Exactly one month after the Titusville meeting, train service restarted with two trains a day leaving Seattle: a 2:25 a.m. departure that connected to the transcontinental train and a 3:10 p.m. departure for Stuck Junction (Auburn). The Northern Pacific also constructed a turntable so that the steam engine could be turned around and could steam to Tacoma forwards instead of backwards. Train fare was $1.00 to any destination along the line. But service remained poor and would deteriorate. By mid-March 1886, the Northern Pacific changed the Seattle departure time to a 6:40 a.m. The Seattle train arrived in Tacoma two hours after the Portland and eastbound train left, causing a 15- to 22-hour layover. In September 1886, while the line’s only passenger coach was undergoing repairs, the Northern Pacific provided a pathetic boxcar with a few benches for Seattle passengers.

Tribulations Terminated

By mid-1887, at the end of the 1883 depression, the railroad line was not an orphan anymore. The Northern Pacific came to the realization that Tacoma could not supplant Seattle as the dominant city in Puget Sound, no matter what the railroad company did. James McNaught, a Northern Pacific agent based in Seattle, stated "It is a fact that one car of freight is brought to stay at Tacoma, where ten cars go to Seattle." Besides, competitors were snaking railroads to Seattle: from the North the Canadian Pacific transcontinental railroad; from the East the Great Northern railroad; and from Seattle to the East the Seattle, Lake Shore, & Eastern. Improvements were made to the Tacoma/Seattle tracks and, in the words of a Northern Pacific spokesperson, a "reasonable connection" was established.

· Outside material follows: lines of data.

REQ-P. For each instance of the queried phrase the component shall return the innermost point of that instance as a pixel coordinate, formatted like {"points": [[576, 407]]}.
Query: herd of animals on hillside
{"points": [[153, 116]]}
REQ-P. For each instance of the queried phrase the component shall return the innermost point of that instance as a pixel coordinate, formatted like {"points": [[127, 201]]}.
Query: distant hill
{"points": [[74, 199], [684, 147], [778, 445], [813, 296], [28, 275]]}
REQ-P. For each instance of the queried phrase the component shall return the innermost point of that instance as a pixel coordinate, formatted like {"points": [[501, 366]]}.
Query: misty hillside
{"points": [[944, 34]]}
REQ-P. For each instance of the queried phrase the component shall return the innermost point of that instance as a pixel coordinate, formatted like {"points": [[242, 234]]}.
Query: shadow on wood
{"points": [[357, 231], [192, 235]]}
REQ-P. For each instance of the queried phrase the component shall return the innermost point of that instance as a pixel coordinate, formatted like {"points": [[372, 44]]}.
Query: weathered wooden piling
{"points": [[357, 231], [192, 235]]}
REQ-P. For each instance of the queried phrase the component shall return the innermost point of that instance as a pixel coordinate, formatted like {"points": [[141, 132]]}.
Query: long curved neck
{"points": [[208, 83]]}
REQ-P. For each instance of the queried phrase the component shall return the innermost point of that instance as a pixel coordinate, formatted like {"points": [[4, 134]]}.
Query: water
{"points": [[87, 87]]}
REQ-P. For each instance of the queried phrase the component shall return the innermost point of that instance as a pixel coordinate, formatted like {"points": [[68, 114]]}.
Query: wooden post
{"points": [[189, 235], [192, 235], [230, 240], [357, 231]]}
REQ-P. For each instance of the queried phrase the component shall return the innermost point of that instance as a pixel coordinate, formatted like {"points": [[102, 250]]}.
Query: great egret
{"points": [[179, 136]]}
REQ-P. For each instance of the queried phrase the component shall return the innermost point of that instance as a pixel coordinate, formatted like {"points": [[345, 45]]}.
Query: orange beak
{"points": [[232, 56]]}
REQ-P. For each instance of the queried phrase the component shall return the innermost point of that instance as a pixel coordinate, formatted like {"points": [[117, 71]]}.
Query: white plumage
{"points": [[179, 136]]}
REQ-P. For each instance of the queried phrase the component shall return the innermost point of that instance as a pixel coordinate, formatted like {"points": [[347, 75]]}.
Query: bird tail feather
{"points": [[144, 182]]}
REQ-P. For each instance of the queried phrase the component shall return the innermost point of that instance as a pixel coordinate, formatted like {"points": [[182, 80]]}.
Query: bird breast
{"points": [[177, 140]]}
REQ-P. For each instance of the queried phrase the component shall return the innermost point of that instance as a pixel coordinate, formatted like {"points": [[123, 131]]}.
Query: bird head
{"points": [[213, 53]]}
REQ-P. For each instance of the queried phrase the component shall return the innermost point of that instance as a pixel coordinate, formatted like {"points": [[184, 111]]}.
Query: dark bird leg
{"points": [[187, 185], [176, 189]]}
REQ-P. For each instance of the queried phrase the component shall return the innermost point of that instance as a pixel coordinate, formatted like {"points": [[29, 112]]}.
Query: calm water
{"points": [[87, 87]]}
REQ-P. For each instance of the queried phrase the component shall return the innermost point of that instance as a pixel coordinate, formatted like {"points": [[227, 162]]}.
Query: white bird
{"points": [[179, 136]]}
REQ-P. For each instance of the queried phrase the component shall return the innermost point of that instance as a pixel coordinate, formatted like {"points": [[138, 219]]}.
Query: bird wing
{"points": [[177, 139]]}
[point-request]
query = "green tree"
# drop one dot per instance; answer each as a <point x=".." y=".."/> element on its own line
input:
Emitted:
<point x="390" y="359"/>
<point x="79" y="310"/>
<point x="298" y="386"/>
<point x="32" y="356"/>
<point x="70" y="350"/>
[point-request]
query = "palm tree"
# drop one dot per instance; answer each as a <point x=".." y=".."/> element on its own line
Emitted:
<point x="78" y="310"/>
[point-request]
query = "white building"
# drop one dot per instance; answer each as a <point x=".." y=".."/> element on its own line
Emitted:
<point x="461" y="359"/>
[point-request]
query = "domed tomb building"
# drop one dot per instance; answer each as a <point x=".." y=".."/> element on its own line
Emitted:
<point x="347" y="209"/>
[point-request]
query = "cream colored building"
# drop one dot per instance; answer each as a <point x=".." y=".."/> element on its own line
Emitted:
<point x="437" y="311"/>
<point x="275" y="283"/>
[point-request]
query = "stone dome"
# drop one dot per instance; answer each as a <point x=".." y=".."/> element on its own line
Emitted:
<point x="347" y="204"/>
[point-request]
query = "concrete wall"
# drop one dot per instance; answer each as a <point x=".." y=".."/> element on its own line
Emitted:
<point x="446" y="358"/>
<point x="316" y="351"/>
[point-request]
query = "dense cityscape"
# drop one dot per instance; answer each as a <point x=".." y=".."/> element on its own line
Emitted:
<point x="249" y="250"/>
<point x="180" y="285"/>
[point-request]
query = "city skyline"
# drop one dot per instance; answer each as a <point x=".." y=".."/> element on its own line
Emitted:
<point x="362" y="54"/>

Fourteen years after the Northern Pacific announced Tacoma (instead of Seattle) as its Puget Sound terminus, Seattle became the end of the Northern Pacific line.


Sources:

Kurt E. Armbruster, Orphan Road: The Railroad Comes to Seattle, 1853-1911 (Pullman, WA: Washington State University Press, 1999); Thomas W. Prosch, "A Chronological History of Seattle From 1850 to 1897," typescript dated 1900-1901, Northwest Collection, University of Washington Library, Seattle, 306, 310.
Note: This essay was slightly modified on October 19, 2015, and on April 28, 2019.